Adding yet one more detail to the picture of the benefits and risks of hormone replacement therapy (HRT), a new study has found that HRT may help protect postmenopausal women against cardiovascular disease.

Hormone replacement therapy should be begun within about six years of the start of menopause to make the most of its heart-protecting effects, researchers at the University of Southern California in Los Angeles report.

“So if HRT is protective in its actions, you want to start it early, while cells are still healthy.”

In women who were within six years of entering menopause, HRT with estrogen (estradiol) prevented the progression of atherosclerosis, the thickening of the artery walls, compared with placebo. HRT did not prevent the development of atherosclerosis in women who had been in menopause for 10 years or more.

The study provides the first direct evidence that the timing of the start of HRT is important for its success in preventing cardiovascular disease and stroke, Howard Hodis, the principal investigator of the study, told TheDoctor. The importance of the timing of the start of treatment is probably also applicable to most preventive approaches to cardiovascular disease in women.

Nearly 650 women were divided into two groups for the study: those who were six years or less from menopause and those who were 10 years or more from menopause. Women in each group were randomly assigned to receive HRT or a placebo.

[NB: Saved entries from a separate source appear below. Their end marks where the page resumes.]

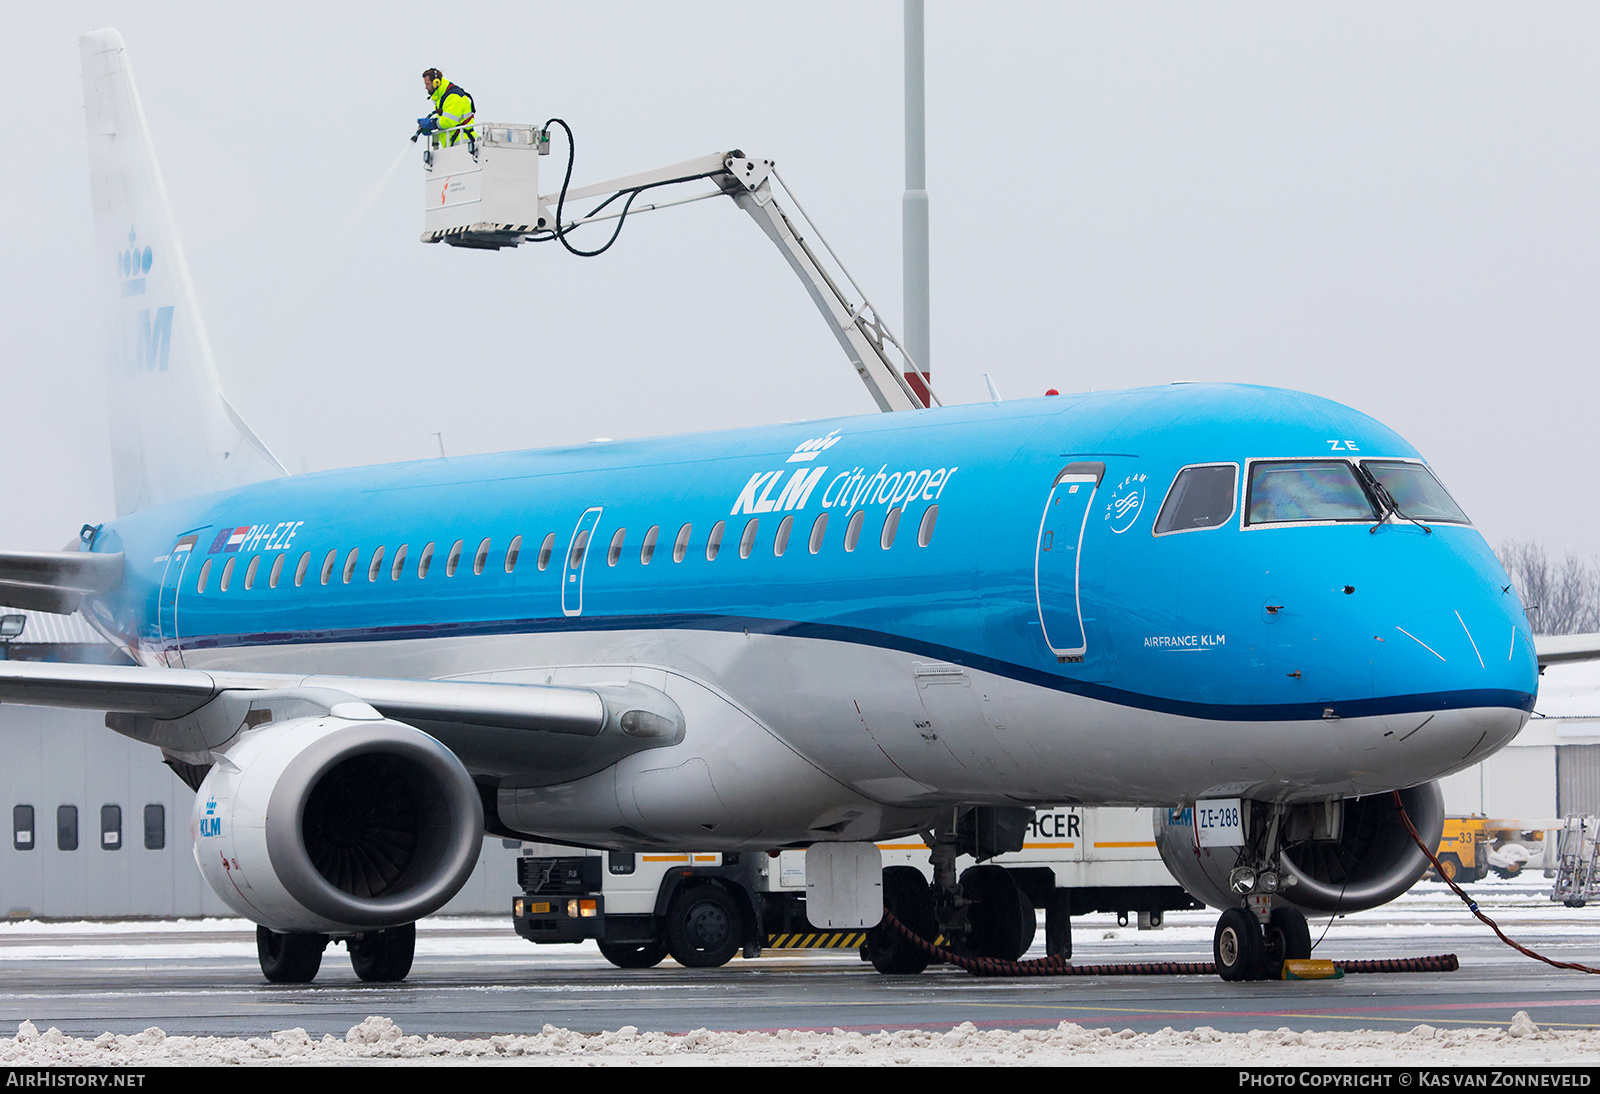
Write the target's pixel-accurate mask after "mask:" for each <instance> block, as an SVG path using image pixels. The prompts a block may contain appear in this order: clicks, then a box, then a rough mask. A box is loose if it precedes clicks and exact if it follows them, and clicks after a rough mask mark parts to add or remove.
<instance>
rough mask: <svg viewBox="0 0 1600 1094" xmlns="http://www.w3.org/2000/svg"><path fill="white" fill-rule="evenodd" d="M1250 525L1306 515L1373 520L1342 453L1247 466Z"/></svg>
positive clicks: (1298, 516) (1285, 519)
mask: <svg viewBox="0 0 1600 1094" xmlns="http://www.w3.org/2000/svg"><path fill="white" fill-rule="evenodd" d="M1245 513H1246V521H1248V523H1251V525H1282V523H1293V521H1310V520H1318V521H1320V520H1355V521H1371V520H1378V513H1376V512H1374V510H1373V502H1371V501H1370V499H1368V497H1366V491H1365V489H1362V485H1360V481H1357V478H1355V469H1354V467H1350V465H1349V464H1347V462H1344V461H1342V459H1298V461H1288V459H1286V461H1272V462H1259V464H1253V465H1251V467H1250V502H1248V504H1246V507H1245Z"/></svg>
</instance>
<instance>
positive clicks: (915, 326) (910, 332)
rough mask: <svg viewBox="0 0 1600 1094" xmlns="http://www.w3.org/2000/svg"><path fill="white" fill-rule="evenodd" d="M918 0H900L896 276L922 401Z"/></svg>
mask: <svg viewBox="0 0 1600 1094" xmlns="http://www.w3.org/2000/svg"><path fill="white" fill-rule="evenodd" d="M923 98H925V96H923V48H922V0H906V194H904V197H902V198H901V278H902V291H904V301H906V355H907V357H910V360H912V365H914V366H915V369H917V371H915V373H907V374H906V381H907V382H909V384H910V389H912V390H914V392H917V397H918V398H922V401H923V405H925V406H926V405H928V401H930V400H928V381H930V376H931V368H930V365H928V125H926V118H925V115H926V109H925V102H923Z"/></svg>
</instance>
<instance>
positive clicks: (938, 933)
mask: <svg viewBox="0 0 1600 1094" xmlns="http://www.w3.org/2000/svg"><path fill="white" fill-rule="evenodd" d="M883 907H886V908H888V910H890V912H891V913H893V915H894V918H896V920H899V921H901V923H904V924H906V926H907V928H910V929H912V931H914V932H915V934H917V936H918V937H922V939H926V940H928V942H933V940H936V939H938V937H939V916H938V913H936V910H934V905H933V889H930V888H928V880H926V878H923V876H922V870H918V868H917V867H885V870H883ZM866 958H867V961H870V963H872V968H875V969H877V971H878V972H883V974H885V976H917V974H918V972H922V971H923V969H925V968H928V963H930V960H931V958H930V956H928V955H926V953H923V952H922V950H920V948H917V947H915V945H912V944H910V942H907V940H906V937H904V936H901V934H899V932H898V931H893V929H890V928H888V926H886V924H883V923H880V924H878V926H875V928H872V929H870V931H867V944H866Z"/></svg>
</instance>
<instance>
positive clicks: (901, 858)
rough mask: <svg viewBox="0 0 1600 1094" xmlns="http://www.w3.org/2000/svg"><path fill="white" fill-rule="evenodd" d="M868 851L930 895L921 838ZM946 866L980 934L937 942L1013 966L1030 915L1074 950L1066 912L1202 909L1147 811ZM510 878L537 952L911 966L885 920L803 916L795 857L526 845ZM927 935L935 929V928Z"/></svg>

The researchers found that among women who were six years or less since menopause, those who received HRT had less thickening of their artery walls compared to women who received the placebo. HRT had little or no effect among women for whom it had been 10 years or more since menopause began — they had thickening of artery walls similar to that of women who had been given a placebo.

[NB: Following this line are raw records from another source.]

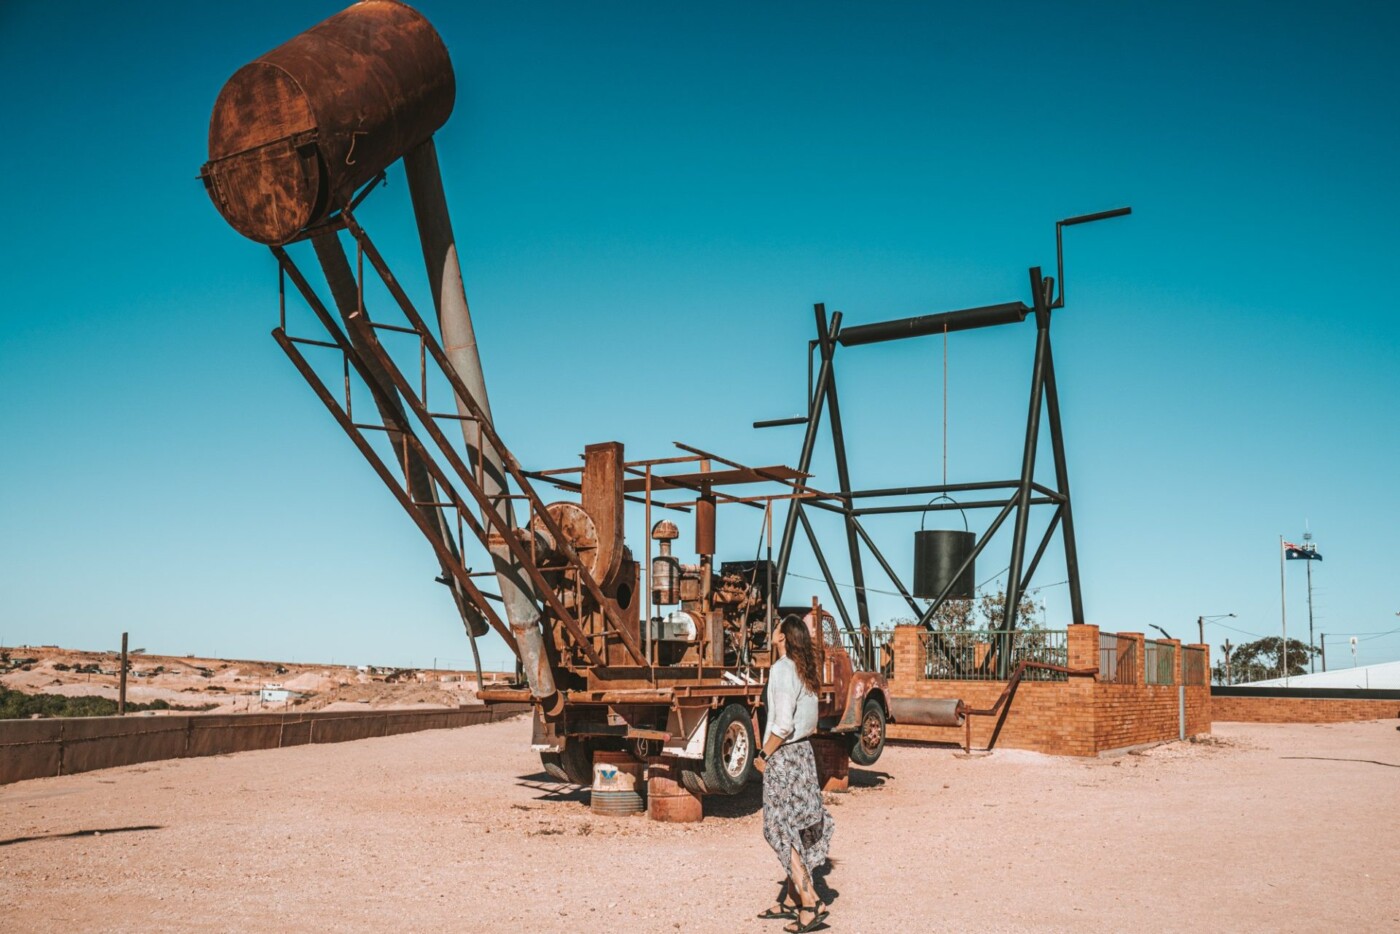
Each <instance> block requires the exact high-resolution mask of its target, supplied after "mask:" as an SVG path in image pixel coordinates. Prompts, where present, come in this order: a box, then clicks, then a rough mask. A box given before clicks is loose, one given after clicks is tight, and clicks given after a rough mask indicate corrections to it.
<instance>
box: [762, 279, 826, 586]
mask: <svg viewBox="0 0 1400 934" xmlns="http://www.w3.org/2000/svg"><path fill="white" fill-rule="evenodd" d="M816 314H818V315H823V316H825V315H826V305H822V304H818V305H816ZM840 321H841V312H836V314H834V315H832V323H830V329H832V330H837V329H839V328H840ZM834 363H836V357H834V354H823V356H822V368H820V370H819V371H818V374H816V388H815V389H813V391H812V399H811V402H809V403H808V410H806V413H808V420H806V433H805V434H804V435H802V454H801V455H799V456H798V463H797V469H798V471H799V472H802V473H806V472H808V468H809V466H812V449H813V448H815V447H816V430H818V428H819V427H820V424H822V407H823V400H825V399H826V384H827V381H829V379H830V377H832V367H833V365H834ZM801 513H802V500H792V506H790V507H788V514H787V518H785V520H784V521H783V538H781V539H780V541H778V573H777V585H776V591H777V602H778V604H780V605H781V604H783V587H784V585H785V584H787V569H788V563H790V562H791V560H792V539H794V538H795V536H797V520H798V515H801Z"/></svg>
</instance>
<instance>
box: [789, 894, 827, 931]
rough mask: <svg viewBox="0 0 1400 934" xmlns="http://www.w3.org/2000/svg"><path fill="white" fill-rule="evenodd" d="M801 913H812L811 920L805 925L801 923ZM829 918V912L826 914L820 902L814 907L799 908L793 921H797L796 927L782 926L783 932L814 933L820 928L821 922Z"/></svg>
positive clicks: (822, 905)
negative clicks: (809, 912)
mask: <svg viewBox="0 0 1400 934" xmlns="http://www.w3.org/2000/svg"><path fill="white" fill-rule="evenodd" d="M802 912H812V920H811V921H808V923H806V924H804V923H802ZM829 916H830V912H827V910H826V907H825V906H823V905H822V903H820V902H818V903H816V907H799V909H798V910H797V917H795V919H794V920H795V921H797V927H792V926H790V924H784V926H783V930H784V931H787V933H788V934H806V933H808V931H815V930H816V928H819V927H820V926H822V921H825V920H826V919H827V917H829Z"/></svg>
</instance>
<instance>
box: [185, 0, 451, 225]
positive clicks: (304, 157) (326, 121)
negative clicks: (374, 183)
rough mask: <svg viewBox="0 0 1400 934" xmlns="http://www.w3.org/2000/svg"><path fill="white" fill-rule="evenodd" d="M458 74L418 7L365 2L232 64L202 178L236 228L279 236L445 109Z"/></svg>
mask: <svg viewBox="0 0 1400 934" xmlns="http://www.w3.org/2000/svg"><path fill="white" fill-rule="evenodd" d="M455 97H456V78H455V77H454V74H452V63H451V60H449V59H448V55H447V46H445V45H442V39H441V38H440V36H438V34H437V31H435V29H434V28H433V25H431V24H430V22H428V21H427V20H426V18H423V15H421V14H420V13H419V11H417V10H414V8H412V7H409V6H406V4H402V3H396V1H395V0H363V3H357V4H354V6H353V7H349V8H346V10H342V11H340V13H337V14H336V15H333V17H330V18H329V20H326V21H323V22H319V24H316V25H314V27H311V28H309V29H307V31H305V32H302V34H301V35H298V36H295V38H293V39H290V41H287V42H284V43H283V45H280V46H277V48H276V49H273V50H272V52H267V53H266V55H263V56H260V57H258V59H255V60H253V62H249V63H248V64H245V66H244V67H241V69H239V70H238V71H235V73H234V76H232V77H231V78H228V83H227V84H224V88H223V90H221V91H220V92H218V99H217V101H216V102H214V112H213V115H211V116H210V119H209V161H207V162H204V167H203V168H202V169H200V178H202V179H203V181H204V188H206V190H207V192H209V196H210V199H211V200H213V202H214V207H217V209H218V213H220V214H223V216H224V220H227V221H228V223H230V225H232V228H234V230H237V231H238V232H239V234H242V235H244V237H248V238H249V239H255V241H258V242H260V244H286V242H288V241H291V239H294V238H295V237H297V235H298V234H300V232H301V231H302V230H305V228H307V227H309V225H312V224H315V223H316V221H319V220H322V218H325V217H326V216H328V214H330V213H332V211H335V210H339V209H340V207H343V206H344V204H346V203H349V200H350V197H351V196H353V195H354V192H356V190H357V189H358V188H360V186H361V185H364V183H365V182H368V181H370V179H372V178H374V176H375V175H378V174H379V172H382V171H384V169H385V168H386V167H389V165H391V164H392V162H393V161H395V160H398V158H399V157H402V155H403V154H406V153H407V151H409V150H412V148H413V147H416V146H419V144H420V143H423V141H426V140H428V139H431V136H433V133H434V132H435V130H437V129H438V127H440V126H442V123H445V122H447V118H448V116H449V115H451V113H452V104H454V99H455Z"/></svg>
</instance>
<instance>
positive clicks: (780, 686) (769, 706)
mask: <svg viewBox="0 0 1400 934" xmlns="http://www.w3.org/2000/svg"><path fill="white" fill-rule="evenodd" d="M764 704H766V706H767V709H769V721H767V728H766V730H764V731H763V742H764V744H767V741H769V737H781V738H783V742H797V741H799V739H806V738H808V737H811V735H812V734H813V732H816V695H813V693H812V692H811V689H808V686H806V685H804V683H802V679H801V678H798V676H797V665H794V664H792V660H791V658H788V657H787V655H784V657H783V658H780V660H777V661H776V662H774V664H773V667H771V668H770V669H769V689H767V699H766V700H764Z"/></svg>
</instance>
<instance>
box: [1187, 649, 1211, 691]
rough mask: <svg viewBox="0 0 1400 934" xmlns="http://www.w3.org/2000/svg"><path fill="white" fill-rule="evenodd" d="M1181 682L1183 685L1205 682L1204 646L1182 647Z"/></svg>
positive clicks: (1201, 683)
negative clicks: (1181, 671) (1181, 664)
mask: <svg viewBox="0 0 1400 934" xmlns="http://www.w3.org/2000/svg"><path fill="white" fill-rule="evenodd" d="M1182 683H1183V685H1204V683H1207V681H1205V650H1204V648H1182Z"/></svg>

These results may be the result of what neuroscientists and cardiologists call the “healthy cell bias,” Hodis explained. Basically, if patients start HRT when they have healthy brain cells, HRT tends to maintain the health of the brain, Hodis said. If the brain cells are already diseased, as they are in patients with Alzheimer’s disease, HRT will not help, and may even accelerate their problems.

This same healthy cell bias applies to the cells in the vascular wall, said Hodis, the director of the Atherosclerosis Research Unit at the Keck School of Medicine at the University of Southern California. When the cells are healthy, HRT has a cardioprotective effect, but when they already have lesions, it does not help.

As people age, their vessels get diseased, just like their brains do, Hodis said. “So if HRT is protective in its actions, you want to start it early, while cells are still healthy.”

Now the scientists need to sort out the mechanism behind the cardioprotective effect of HRT, said Hodis. “This mechanism probably applies to everything we do in prevention, especially in women,” he said.

The study was published online recently in the New England Journal of Medicine.